第21話 選別は、すでに始まっている
第二課題は、まだ終わっていなかった。
指定区域を突破した受験者たちは、石造りの回廊へと誘導される。
天井の低い通路。壁に刻まれた古い剣痕。
ここが試験会場であることを、忘れさせない造りだった。
「ここからが、本番か」
低く呟いたのは、受験者の一人――シド・ヴァルカ。
長身で、実戦慣れした雰囲気を纏う剣士だ。
「さっきのは、ふるい落としだろ」
その言葉に、隣を歩く少女が小さく眉をひそめた。
ミオ・アヤセだった。
「……人を置いていくことが?」
シドは肩をすくめる。
「選別だ。剣士は、全員を救う仕事じゃない」
ミオはそれ以上、言葉を返さなかった。
だが、胸の奥で何かが引っかかっている。
――それでいいのか。
前方では、レン・クガが歩を緩めることなく進んでいる。
正宗は封じられたまま。それでも、彼の存在感は群を抜いていた。
その背を、カナタ・シグレは静かに見つめていた。
助けた受験者は、すでに医療班に引き渡されている。
合格は――おそらく、危うい。
それでも。
(……あれを置いていく選択は、できなかった)
後悔はない。
だが、迷いがないわけでもない。
回廊の先で、足が止まった。
待っていたのは、教官ギンセイだった。
「第二課題、後半に移行する」
淡々とした声。
「ここから先は、個人行動だ。合流は自由。ただし――」
一拍置き、視線が全体をなぞる。
「他者の脱落は、評価に影響する」
ざわめきが走った。
「助けても、見捨ててもいい。
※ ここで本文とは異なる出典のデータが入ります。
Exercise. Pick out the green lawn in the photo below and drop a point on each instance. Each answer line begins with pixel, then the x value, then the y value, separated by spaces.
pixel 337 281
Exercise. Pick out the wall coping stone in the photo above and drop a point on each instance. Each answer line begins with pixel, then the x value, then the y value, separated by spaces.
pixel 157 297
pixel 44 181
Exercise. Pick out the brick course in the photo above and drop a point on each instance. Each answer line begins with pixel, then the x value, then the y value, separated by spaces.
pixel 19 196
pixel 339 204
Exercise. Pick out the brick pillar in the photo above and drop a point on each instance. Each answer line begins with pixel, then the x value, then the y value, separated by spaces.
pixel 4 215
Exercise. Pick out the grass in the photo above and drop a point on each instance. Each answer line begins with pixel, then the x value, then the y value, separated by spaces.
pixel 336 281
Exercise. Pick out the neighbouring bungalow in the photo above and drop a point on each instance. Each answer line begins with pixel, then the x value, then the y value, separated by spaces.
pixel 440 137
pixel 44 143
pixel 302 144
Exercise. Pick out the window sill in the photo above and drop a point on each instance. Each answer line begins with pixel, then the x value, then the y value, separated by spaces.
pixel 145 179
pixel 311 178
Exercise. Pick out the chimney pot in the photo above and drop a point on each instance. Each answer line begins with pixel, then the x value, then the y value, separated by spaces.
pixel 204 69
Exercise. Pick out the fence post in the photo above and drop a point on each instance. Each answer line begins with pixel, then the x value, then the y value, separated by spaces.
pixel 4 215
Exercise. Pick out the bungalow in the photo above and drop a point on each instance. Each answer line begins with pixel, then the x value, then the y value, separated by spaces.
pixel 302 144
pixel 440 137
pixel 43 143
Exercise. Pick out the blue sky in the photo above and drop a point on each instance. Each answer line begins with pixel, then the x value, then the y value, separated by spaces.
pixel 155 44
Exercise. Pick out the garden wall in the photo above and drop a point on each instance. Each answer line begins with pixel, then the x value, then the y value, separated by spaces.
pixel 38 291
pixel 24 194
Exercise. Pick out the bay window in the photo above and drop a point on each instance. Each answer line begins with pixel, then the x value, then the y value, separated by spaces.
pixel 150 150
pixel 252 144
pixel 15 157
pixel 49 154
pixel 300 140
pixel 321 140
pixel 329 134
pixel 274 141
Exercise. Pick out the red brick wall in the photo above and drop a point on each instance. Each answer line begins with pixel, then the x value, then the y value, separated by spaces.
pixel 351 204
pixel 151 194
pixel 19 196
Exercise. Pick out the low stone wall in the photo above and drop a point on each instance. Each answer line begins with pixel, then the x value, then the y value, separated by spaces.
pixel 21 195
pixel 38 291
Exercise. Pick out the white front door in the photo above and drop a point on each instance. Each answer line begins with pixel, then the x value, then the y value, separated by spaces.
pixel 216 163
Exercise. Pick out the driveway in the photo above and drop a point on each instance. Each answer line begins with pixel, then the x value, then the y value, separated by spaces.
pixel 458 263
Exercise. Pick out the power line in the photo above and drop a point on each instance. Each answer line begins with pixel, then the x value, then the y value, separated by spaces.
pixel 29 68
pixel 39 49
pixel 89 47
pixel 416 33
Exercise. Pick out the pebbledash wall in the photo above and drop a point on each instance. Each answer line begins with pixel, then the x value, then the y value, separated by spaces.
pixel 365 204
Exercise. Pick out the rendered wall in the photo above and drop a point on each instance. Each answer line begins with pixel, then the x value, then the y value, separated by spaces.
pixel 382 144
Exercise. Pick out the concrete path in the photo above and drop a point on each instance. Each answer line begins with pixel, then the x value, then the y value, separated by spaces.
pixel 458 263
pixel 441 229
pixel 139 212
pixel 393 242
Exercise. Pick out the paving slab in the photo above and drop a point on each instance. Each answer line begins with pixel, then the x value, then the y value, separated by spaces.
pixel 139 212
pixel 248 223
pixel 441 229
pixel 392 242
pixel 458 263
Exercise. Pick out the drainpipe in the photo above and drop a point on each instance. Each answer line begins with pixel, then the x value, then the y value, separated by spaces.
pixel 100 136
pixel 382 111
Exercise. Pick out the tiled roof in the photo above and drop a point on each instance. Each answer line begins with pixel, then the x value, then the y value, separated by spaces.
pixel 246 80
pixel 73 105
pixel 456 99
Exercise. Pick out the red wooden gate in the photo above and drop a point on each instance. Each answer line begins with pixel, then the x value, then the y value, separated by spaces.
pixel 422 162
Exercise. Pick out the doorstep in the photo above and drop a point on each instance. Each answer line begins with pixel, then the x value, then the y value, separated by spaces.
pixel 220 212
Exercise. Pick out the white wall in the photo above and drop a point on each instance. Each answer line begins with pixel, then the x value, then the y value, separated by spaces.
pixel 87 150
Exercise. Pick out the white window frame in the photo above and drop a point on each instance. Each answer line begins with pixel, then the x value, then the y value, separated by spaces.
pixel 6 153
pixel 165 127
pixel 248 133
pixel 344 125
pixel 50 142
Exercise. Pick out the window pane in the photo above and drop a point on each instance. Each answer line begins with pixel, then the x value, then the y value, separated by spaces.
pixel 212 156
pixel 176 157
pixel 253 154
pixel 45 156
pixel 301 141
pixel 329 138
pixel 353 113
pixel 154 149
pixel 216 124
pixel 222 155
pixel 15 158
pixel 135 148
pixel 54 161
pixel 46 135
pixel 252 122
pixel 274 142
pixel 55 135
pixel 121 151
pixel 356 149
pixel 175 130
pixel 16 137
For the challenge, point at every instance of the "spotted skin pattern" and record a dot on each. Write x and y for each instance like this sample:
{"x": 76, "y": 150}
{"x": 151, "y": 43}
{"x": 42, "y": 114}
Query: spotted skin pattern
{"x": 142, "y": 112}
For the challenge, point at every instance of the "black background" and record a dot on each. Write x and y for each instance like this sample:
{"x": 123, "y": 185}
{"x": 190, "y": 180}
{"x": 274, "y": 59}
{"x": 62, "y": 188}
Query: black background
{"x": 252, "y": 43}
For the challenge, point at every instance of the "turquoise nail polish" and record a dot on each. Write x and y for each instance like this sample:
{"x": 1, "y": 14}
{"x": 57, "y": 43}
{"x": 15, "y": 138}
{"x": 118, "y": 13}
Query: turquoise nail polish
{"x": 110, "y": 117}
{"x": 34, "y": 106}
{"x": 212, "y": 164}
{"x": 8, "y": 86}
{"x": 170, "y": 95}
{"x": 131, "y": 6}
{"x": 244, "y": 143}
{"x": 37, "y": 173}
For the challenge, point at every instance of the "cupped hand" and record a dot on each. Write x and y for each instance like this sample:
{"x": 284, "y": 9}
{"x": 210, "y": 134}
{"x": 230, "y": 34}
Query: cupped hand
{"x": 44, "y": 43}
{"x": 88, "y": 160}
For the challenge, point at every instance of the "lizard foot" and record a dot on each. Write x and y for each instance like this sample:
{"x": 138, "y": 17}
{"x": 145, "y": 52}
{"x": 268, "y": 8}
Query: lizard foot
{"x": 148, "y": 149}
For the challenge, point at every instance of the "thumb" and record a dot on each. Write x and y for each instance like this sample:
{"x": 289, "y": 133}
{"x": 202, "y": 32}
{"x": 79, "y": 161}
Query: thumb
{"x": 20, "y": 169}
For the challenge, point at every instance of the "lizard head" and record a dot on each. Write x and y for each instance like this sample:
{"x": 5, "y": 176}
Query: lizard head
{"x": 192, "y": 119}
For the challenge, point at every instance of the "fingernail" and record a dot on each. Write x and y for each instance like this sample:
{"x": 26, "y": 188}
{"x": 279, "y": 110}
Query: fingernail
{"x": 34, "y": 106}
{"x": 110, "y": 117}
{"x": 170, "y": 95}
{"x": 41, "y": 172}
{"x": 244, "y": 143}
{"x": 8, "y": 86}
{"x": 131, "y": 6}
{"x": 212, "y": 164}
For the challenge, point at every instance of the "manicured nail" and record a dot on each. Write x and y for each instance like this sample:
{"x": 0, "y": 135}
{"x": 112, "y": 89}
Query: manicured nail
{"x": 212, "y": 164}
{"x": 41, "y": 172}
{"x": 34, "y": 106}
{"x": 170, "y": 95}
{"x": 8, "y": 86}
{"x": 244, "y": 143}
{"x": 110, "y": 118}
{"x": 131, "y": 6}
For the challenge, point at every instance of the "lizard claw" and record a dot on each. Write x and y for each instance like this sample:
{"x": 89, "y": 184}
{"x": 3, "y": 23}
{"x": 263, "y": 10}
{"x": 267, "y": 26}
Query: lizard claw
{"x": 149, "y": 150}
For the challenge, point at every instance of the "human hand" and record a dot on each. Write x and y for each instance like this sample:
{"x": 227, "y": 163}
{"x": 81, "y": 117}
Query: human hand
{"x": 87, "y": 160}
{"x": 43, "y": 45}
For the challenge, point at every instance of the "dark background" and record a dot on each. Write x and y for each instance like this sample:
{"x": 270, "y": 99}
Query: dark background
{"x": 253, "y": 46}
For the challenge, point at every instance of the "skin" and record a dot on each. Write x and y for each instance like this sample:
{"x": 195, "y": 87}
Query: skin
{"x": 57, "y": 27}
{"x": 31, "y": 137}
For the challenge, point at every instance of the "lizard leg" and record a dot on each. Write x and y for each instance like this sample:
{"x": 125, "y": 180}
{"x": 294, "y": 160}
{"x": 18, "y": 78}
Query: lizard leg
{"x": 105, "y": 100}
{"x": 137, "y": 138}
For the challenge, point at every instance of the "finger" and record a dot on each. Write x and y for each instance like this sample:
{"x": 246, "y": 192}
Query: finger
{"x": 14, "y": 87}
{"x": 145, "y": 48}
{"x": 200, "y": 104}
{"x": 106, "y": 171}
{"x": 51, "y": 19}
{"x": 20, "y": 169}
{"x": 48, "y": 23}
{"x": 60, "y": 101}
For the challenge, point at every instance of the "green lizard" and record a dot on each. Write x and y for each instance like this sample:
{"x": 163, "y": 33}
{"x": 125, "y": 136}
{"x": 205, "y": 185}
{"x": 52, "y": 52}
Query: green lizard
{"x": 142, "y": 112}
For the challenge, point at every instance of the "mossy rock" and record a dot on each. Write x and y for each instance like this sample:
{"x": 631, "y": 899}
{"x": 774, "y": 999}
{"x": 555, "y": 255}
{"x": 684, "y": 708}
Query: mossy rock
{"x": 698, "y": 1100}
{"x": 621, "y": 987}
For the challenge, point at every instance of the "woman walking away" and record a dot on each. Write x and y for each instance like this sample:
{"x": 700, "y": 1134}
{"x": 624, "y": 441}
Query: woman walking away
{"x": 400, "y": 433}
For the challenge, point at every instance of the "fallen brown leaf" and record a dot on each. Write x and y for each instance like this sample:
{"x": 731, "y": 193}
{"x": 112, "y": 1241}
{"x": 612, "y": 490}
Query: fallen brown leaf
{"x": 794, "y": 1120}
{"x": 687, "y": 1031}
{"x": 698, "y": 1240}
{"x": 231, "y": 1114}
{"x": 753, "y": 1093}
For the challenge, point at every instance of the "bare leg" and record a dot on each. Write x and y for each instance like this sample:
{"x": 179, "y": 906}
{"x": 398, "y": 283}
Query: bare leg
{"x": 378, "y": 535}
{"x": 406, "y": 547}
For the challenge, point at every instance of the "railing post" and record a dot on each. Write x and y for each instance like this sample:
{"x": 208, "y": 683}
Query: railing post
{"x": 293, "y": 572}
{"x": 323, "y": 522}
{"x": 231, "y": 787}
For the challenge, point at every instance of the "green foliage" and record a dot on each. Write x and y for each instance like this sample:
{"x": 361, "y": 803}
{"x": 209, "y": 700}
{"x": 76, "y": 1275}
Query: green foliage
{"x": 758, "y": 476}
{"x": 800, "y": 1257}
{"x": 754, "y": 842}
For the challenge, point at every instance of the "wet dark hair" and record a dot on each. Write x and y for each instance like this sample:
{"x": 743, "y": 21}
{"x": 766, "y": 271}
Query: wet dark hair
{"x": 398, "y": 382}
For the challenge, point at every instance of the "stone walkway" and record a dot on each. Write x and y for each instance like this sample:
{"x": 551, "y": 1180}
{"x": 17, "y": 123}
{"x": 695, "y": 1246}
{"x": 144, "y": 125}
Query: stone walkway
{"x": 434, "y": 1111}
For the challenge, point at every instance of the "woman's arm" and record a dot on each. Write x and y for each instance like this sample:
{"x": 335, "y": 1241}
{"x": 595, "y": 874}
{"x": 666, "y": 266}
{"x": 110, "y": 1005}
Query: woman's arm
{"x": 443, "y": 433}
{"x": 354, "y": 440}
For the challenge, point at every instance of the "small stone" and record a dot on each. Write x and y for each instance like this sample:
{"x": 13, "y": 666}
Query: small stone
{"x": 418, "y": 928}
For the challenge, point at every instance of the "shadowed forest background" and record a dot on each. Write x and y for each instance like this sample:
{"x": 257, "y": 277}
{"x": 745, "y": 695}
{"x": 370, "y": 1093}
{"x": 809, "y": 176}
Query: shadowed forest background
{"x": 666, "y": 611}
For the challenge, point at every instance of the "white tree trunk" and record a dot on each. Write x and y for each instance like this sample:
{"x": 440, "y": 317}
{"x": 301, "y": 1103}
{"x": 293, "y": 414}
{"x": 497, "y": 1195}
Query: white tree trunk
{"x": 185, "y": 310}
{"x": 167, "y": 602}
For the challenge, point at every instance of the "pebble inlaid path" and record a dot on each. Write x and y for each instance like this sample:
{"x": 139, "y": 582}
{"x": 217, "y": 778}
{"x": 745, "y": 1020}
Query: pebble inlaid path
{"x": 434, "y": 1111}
だが、その選択は記録される」
ギンセイは、カナタとレンの双方を一瞬だけ見た。
「剣士とは、剣を振るう者ではない」
その言葉が、重く落ちる。
「選び続ける者だ」
扉が開かれる。
分岐する複数の通路。
どこへ進むかは、自由。
同時に――責任も、自由。
レンは迷わず、最短と思われる通路へ向かった。
シドも、それに続く。
ミオは、立ち止まる。
カナタを見る。
「……カナタ」
「うん」
短い返事で、十分だった。
二人は、別の通路を選ぶ。
そこが、正解かどうかはわからない。
だが。
剣士認定試験は、もう技量を測る場ではない。
何を切り捨て、何を背負うか。
その答えを、剣は見ている。
――選別は、すでに始まっていた。